And now for your second question, "Are you coming home as soon as you are well again?" . . . Carley, I am well. I have delayed telling you this because I knew you would expect me to rush back East with the telling. But- -the fact is, Carley, I am not coming--just yet. I wish it were possible for me to make you understand. For a long time I seem to have been frozen within. You know when I came back from France I couldn't talk. It's almost as bad as that now. Yet all that I was then seems to have changed again. It is only fair to you to tell you that, as I feel now, I hate the city, I hate people, and particularly I hate that dancing, drinking, lounging set you chase with. I don't want to come East until I am over that, you know. . . Suppose I never get over it? Well, Carley, you can free yourself from me by one word that I could never utter. I could never break our engagement. During the hell I went through in the war my attachment to you saved me from moral ruin, if it did not from perfect honor and fidelity. This is another thing I despair of making you understand. And in the chaos I've wandered through since the war my love for you was my only anchor. You never guessed, did you, that I lived on your letters until I got well. And now the fact that I might get along without them is no discredit to their charm or to you.
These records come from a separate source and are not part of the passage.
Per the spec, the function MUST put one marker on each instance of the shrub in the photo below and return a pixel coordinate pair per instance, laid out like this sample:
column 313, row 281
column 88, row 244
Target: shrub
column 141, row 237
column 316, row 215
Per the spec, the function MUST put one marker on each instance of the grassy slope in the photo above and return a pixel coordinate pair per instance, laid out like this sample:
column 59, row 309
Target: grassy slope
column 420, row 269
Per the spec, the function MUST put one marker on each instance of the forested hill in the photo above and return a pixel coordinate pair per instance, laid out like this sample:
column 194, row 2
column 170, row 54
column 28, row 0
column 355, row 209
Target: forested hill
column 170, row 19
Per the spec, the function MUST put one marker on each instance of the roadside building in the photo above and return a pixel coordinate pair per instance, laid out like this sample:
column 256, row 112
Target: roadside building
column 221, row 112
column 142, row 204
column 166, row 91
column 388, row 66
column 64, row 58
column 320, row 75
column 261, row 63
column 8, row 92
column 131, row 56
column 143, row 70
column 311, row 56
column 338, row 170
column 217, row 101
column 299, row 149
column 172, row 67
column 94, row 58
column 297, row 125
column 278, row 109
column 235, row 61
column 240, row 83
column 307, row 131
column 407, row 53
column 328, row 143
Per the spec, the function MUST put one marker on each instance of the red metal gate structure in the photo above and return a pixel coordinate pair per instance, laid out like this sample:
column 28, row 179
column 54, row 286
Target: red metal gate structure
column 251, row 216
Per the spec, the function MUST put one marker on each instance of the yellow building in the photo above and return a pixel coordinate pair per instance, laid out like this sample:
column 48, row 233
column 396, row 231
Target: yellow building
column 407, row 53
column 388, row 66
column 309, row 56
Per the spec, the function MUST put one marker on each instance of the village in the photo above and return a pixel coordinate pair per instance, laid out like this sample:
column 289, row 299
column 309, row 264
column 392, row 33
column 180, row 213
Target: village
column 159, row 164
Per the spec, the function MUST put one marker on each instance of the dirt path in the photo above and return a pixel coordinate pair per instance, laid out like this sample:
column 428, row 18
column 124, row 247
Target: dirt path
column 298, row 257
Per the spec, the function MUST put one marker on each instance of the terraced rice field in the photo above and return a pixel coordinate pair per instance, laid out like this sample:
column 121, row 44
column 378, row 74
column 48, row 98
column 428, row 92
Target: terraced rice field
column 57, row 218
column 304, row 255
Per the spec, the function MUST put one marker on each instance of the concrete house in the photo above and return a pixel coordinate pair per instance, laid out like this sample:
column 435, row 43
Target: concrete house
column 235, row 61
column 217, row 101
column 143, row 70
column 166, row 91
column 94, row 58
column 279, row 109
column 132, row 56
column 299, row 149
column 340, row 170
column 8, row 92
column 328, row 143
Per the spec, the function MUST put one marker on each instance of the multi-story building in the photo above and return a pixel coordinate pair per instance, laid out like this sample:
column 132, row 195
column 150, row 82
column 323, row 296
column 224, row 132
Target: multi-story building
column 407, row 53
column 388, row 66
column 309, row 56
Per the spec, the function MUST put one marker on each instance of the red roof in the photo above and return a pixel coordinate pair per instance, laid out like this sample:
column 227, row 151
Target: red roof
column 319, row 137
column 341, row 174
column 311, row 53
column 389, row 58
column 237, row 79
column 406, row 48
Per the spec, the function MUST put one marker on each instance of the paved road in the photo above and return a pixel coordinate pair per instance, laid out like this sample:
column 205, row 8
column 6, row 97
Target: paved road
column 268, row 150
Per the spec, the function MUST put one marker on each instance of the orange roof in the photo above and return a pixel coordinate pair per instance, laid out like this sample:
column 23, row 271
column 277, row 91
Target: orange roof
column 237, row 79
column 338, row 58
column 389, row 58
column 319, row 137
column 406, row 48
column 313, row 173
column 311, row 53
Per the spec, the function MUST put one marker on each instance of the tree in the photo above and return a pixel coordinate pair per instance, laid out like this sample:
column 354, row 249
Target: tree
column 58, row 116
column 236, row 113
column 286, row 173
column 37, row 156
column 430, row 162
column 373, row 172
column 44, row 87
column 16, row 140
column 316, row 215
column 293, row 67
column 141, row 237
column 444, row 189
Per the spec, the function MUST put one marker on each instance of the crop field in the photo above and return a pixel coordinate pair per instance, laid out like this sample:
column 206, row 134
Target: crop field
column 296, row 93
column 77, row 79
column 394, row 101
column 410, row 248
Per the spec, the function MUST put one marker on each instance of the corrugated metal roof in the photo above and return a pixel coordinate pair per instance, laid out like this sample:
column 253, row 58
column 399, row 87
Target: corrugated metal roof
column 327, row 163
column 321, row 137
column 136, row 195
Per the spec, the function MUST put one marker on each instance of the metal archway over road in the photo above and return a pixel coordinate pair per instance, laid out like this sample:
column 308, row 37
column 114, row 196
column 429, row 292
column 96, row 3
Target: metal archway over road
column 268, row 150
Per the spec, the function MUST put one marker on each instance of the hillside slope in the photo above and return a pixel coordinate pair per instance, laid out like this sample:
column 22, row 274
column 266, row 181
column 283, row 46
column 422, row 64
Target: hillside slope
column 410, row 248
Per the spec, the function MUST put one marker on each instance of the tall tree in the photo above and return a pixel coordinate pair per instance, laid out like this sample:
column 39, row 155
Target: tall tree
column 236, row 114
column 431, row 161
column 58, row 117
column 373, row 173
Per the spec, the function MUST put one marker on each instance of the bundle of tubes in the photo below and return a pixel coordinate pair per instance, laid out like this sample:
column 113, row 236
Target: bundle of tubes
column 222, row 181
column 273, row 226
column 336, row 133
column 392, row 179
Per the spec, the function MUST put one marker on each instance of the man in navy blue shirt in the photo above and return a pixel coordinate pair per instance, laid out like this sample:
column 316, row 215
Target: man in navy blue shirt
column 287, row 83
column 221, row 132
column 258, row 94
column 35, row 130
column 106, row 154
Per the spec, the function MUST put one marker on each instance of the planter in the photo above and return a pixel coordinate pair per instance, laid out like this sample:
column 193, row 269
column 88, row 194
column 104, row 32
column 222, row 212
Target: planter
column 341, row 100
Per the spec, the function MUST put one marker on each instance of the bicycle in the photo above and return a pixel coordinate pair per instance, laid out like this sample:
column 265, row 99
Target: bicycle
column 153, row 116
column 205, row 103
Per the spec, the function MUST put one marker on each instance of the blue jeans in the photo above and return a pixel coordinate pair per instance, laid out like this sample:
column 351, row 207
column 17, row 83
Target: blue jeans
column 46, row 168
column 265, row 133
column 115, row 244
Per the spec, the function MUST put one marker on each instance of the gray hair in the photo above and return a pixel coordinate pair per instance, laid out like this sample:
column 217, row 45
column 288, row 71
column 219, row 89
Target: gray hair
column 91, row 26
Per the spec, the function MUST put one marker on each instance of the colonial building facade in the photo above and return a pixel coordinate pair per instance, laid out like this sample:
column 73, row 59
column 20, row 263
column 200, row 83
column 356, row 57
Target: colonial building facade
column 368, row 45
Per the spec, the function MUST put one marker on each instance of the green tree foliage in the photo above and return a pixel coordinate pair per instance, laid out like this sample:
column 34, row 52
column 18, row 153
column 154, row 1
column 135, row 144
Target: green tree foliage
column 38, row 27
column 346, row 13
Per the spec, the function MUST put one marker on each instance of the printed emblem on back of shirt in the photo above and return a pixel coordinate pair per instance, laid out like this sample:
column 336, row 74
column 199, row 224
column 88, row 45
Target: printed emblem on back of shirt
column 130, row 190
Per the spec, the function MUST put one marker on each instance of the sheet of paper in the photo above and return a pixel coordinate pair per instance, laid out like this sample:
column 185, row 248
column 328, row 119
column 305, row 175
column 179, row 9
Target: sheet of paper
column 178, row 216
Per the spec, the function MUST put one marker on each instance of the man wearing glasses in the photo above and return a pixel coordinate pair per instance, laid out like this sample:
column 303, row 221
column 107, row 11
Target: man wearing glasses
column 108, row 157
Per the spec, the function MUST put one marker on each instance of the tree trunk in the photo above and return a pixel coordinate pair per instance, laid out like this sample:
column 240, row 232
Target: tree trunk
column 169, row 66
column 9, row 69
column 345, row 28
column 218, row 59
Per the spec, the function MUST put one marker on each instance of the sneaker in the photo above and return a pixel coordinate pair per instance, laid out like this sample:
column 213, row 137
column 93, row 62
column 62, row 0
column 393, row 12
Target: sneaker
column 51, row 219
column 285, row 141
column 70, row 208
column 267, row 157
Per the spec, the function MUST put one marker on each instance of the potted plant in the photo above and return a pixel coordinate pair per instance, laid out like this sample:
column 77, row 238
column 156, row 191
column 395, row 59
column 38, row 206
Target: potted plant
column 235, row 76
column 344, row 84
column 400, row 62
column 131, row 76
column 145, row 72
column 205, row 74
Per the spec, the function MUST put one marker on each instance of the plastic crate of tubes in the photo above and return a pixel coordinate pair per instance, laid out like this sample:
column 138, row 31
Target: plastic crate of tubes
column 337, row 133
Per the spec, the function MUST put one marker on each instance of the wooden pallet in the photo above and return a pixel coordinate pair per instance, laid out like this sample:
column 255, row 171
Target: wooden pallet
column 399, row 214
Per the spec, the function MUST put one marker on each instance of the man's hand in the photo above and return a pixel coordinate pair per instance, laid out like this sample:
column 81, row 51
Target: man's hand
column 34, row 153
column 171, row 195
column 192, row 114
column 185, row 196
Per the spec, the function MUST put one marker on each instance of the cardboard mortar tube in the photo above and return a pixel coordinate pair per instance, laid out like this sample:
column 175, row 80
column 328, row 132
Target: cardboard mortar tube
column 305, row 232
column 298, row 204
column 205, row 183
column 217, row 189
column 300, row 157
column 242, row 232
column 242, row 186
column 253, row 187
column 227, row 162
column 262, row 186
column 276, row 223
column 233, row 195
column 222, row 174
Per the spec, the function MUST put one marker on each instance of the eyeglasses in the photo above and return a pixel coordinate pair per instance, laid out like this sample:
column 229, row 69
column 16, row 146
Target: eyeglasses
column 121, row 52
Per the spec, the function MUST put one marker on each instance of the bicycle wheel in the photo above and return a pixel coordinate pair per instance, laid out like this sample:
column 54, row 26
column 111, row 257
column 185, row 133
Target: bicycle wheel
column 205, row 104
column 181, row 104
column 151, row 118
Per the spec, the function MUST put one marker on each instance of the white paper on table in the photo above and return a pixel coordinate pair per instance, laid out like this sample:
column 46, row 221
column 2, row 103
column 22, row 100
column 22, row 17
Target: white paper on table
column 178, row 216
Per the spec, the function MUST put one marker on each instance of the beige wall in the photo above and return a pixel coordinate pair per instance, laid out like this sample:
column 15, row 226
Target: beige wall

It is all so hard to put in words, Carley. To lie down with death and get up with death was nothing. To face one's degradation was nothing. But to come home an incomprehensibly changed man--and to see my old life as strange as if it were the new life of another planet--to try to slip into the old groove--well, no words of mine can tell you how utterly impossible it was.

My old job was not open to me, even if I had been able to work. The government that I fought for left me to starve, or to die of my maladies like a dog, for all it cared.

I could not live on your money, Carley. My people are poor, as you know. So there was nothing for me to do but to borrow a little money from my friends and to come West. I'm glad I had the courage to come. What this West is I'll never try to tell you, because, loving the luxury and excitement and glitter of the city as you do, you'd think I was crazy.

Getting on here, in my condition, was as hard as trench life. But now, Carley--something has come to me out of the West. That, too, I am unable to put into words. Maybe I can give you an inkling of it. I'm strong enough to chop wood all day. No man or woman passes my cabin in a month. But I am never lonely. I love these vast red canyon walls towering above me. And the silence is so sweet. Think of the hellish din that filled my ears. Even now--sometimes, the brook here changes its babbling murmur to the roar of war. I never understood anything of the meaning of nature until I lived under these looming stone walls and whispering pines.

So, Carley, try to understand me, or at least be kind. You know they came very near writing, "Gone west!" after my name, and considering that, this "Out West" signifies for me a very fortunate difference. A tremendous difference! For the present I'll let well enough alone.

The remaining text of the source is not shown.